I had a girl tell me this boy was telling her something inappropriate.
This was after another teacher reported he had his arm around another boys neck. 

The answer from the powers that be was, "There is a history between the boy and girl --mostly on social media." And concerning the issue between the boys, "There is a difference between intent to hurt and horseplay." 

Our incident forms are major and minor. But 3 minors equal a major. We are not allowed to send them to the office without a filled out form. The powers that be, decide consequences -- if any.

I am assuming this is typical in most schools?

Hierarchy of a recess incident

kid tells IA on the playground
IA tells teacher who tells IA to write up an incident report
Incident report may or may not go to office depending on severity
Incident report goes to Dean of Students who is at school 2.5 days a week
Dean of Students investigates when she has time, and may or may not call the children involved down to talk. This could happen days if not more than a week after the event. 
The adults may or may not learn what comes of that conversation.

The climate of many schools is the same. Nothing happens so kids continue the behavior. Nothing happens, so kids stop reporting. Nothing happens, so adults stop reporting. Noting happens, so kids retaliate.

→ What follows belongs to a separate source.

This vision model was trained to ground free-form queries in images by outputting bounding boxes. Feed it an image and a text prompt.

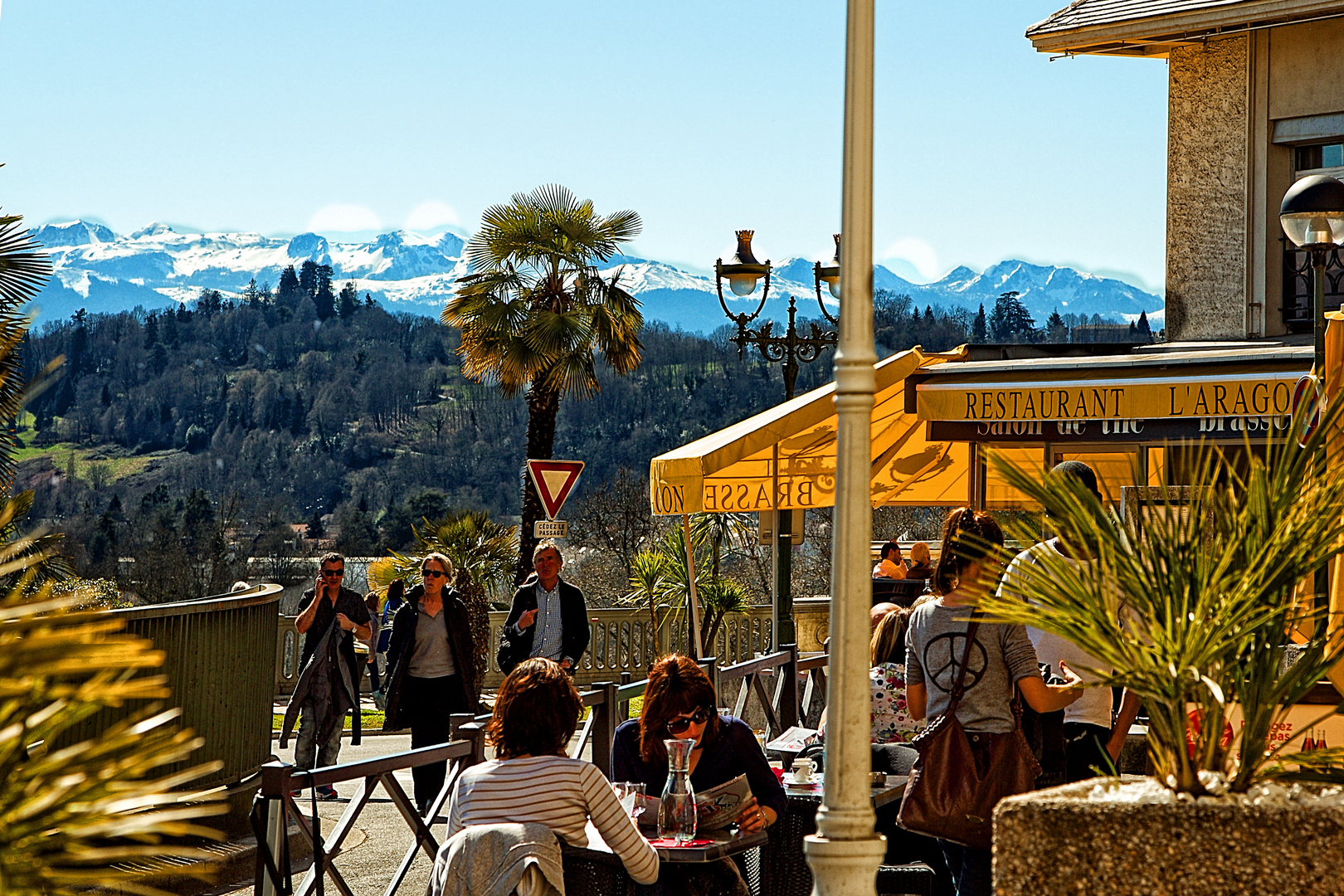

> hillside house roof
[1027,0,1344,58]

Tonight I was included in an email to the 2 teachers and learned the boys fate. He actually has a consequence this time, but I'm not sure how I feel about it. It is deserved. But I get the feeling the consequence was reluctantly given. 

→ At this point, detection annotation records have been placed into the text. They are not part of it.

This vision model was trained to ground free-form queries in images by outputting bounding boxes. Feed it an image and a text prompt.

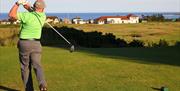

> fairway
[0,47,180,91]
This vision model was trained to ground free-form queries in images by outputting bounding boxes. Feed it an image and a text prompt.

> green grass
[65,22,180,44]
[0,47,180,91]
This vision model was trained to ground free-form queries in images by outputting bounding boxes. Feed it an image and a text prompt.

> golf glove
[17,0,28,5]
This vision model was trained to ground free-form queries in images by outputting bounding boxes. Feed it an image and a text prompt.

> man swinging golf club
[9,0,47,91]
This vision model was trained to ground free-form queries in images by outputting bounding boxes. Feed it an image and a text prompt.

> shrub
[129,40,145,47]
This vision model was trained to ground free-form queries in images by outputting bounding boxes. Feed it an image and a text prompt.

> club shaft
[46,22,71,45]
[30,7,72,45]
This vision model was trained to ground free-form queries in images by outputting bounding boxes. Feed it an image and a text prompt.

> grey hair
[33,1,46,9]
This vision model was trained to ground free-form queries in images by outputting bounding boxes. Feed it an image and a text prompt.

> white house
[46,16,60,24]
[95,14,139,24]
[72,17,86,24]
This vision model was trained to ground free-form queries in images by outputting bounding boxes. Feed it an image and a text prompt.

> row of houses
[0,14,139,24]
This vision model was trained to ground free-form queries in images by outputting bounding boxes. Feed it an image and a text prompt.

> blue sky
[0,0,180,13]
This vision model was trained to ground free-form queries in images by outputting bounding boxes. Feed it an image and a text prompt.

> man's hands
[16,0,29,5]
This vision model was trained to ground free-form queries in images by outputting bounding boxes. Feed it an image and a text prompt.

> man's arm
[8,3,19,20]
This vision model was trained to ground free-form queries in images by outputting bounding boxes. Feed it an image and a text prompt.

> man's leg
[18,41,34,91]
[30,41,47,87]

I understand. The powers that be are so far removed from the incident, that unless marks are left or a parent phone call is anticipated, nothing is that big a deal.

Except it is. Every "no big deal" wears away and wears down the structure until you realize there is a gaping wall where solid rock used to be. There have to be boundaries, and the boundaries need to be solid, so all involved can count on them. That doesn't mean zero tolerance, it just means that no means no and stop means stop. It means the consequence is clear, concise, and equally applied. 

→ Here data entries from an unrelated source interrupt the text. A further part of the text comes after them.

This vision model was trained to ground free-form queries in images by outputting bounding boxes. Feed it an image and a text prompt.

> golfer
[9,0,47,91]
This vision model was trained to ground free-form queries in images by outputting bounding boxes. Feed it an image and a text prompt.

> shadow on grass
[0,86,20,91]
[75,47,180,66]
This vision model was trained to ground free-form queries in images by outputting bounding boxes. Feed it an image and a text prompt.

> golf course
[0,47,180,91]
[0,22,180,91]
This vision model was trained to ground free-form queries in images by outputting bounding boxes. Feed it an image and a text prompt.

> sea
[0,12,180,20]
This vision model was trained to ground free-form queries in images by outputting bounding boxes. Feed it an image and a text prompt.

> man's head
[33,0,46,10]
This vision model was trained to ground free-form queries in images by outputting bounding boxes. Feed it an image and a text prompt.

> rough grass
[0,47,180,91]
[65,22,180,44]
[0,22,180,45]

Making excuses because of kids' home lives or abilities or our belief that if only the government gave us more money, public education would be better, is not the way to improve education. Bean bag chairs, mood lighting, and coffee bars are not how we improve education. Changing curriculum every year and giving every child a screen device for education is not how we improve education.  WE in education have to stop marinating in chaos. Only then can we say we are doing what is best for our kids. 

Child rearing experts say children need consequences and those consequences should be as close to the offense as possible and be related to the fixing the damage caused. Let's start repairing education by making it at least one place that says what it means and means what it says. A place that sets expectations and lets the kids know we have faith they are capable are living up to them. We owe it to them.